UNIVEG’s sustainability policy has been developed with retail clients rather than end consumers in mind for very practical reasons, explains the company’s Ben Horsbrugh.
UNIVEG is not a company to make a big noise about its sustainability strategy but has been no less effective in working on this complex issue. Away from the limelight, the Belgium-based fresh produce Group has been developing and implementing corporate social responsibility and sustainability policies over the past decade.
As Ben Horsbrugh UNIVEG’s director of Quality Management explains, the Group’s sustainability strategy has been developed more with its retail clients and less with the consumer in mind, in order to support retailers’ drive to improve the sustainability of their supply chains.
“Our sustainability mission statement is based on three pillars: supply chain, sourcing and society,” he says. “The strategy emerged from an intercompany process involving all top managers, in which we asked ourselves, ‘How can we improve the environmental and social performance of our supply chain and the sustainability of the produce we are sourcing?’ The final strategy, which can be found on our website, was developed by the managers who have the responsibility for implementation within our Group.”
In 2013 UNIVEG set itself the goal of producing an internal sustainability report summarizing the measures determined by each company within the Group. These included a wide range of initiatives ranging from social projects in South Africa and South America to energy efficiency improvements in UNIVEG packhouses. The process of producing the report, which was centrally coordinated by the UNIVEG Sustainability Team, had the effect of stimulating engagement and dialogue within the organization.

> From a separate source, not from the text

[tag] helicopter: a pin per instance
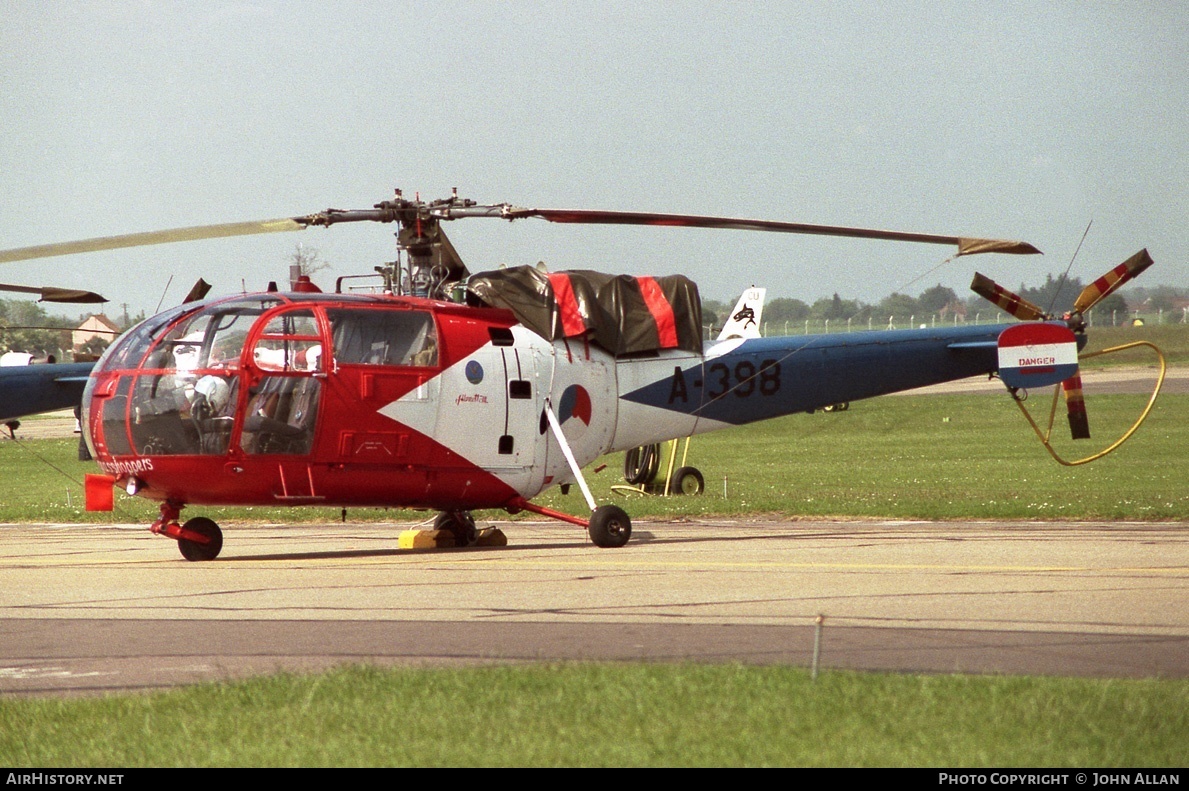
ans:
(457, 391)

Making consumers aware of all this work is currently not a central priority for the company. As Ben Horsbrugh explains, “We could do a lot of publicity on our sustainable strategy and structure, but we don’t want to blow our trumpet too early.” Instead the company is focusing on putting the resources in place to implement concrete sustainability measures. For example, UNIVEG’s Peru-based Social Standard Coordinator, Olga Orozco, works on supporting and advising suppliers in improving social standards and complying with standards such as BSCI. These type of projects often improve the social impact on local communities. The aim of all this work, says Horsbrugh, is to integrate sustainability into UNIVEG’s business model. “UNIVEG is a public interest company, not a public limited company; making an effort to improve the sustainability of our value chain goes hand in hand with protecting the reputation of UNIVEG,” he says.

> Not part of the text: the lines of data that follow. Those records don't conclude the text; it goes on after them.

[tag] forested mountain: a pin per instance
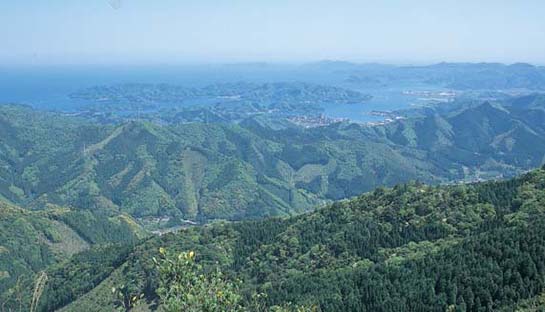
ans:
(30, 241)
(470, 247)
(202, 171)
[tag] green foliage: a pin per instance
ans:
(412, 247)
(256, 168)
(183, 286)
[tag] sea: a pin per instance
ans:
(49, 87)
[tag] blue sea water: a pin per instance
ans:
(48, 88)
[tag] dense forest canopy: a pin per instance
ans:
(468, 247)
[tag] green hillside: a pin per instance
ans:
(254, 169)
(31, 241)
(471, 247)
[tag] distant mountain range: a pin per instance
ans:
(461, 76)
(250, 170)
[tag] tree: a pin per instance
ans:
(184, 286)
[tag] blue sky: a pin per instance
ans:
(203, 31)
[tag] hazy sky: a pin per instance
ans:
(186, 31)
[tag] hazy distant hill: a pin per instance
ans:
(461, 76)
(209, 171)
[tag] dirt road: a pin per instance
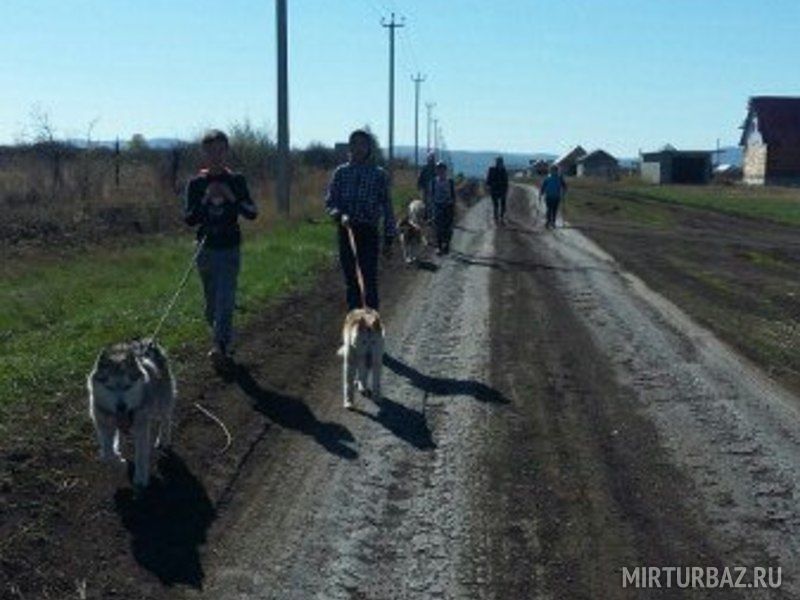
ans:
(547, 420)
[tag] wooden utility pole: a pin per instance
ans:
(429, 106)
(392, 25)
(282, 185)
(417, 80)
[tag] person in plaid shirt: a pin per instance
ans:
(358, 199)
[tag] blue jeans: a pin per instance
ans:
(219, 270)
(368, 247)
(443, 217)
(552, 203)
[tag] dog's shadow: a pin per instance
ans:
(292, 413)
(426, 265)
(445, 386)
(168, 523)
(406, 423)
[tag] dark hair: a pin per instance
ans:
(360, 133)
(214, 135)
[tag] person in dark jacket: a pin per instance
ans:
(215, 198)
(358, 199)
(497, 182)
(426, 176)
(553, 190)
(444, 198)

One of the biggest challenges to achieving an effective sustainability strategy is finding ways to increase value and not costs and Ben Horsbrugh admits that this is a big challenge. “Keeping costs under control as prices for raw materials and land increase is tough. Managing fruit and vegetable supply chains under volatile climate conditions is challenging. Finding and allocating the resources in tough markets to make supply chains more sustainable may seem like the icing on the cake, and I think that it is fair to say, that almost all companies in our sector are on a big learning curve here. However, since sustainability is on the agenda of every supermarket, it seems clear that the competitive advantage will go to companies who can manage these challenges most effectively.”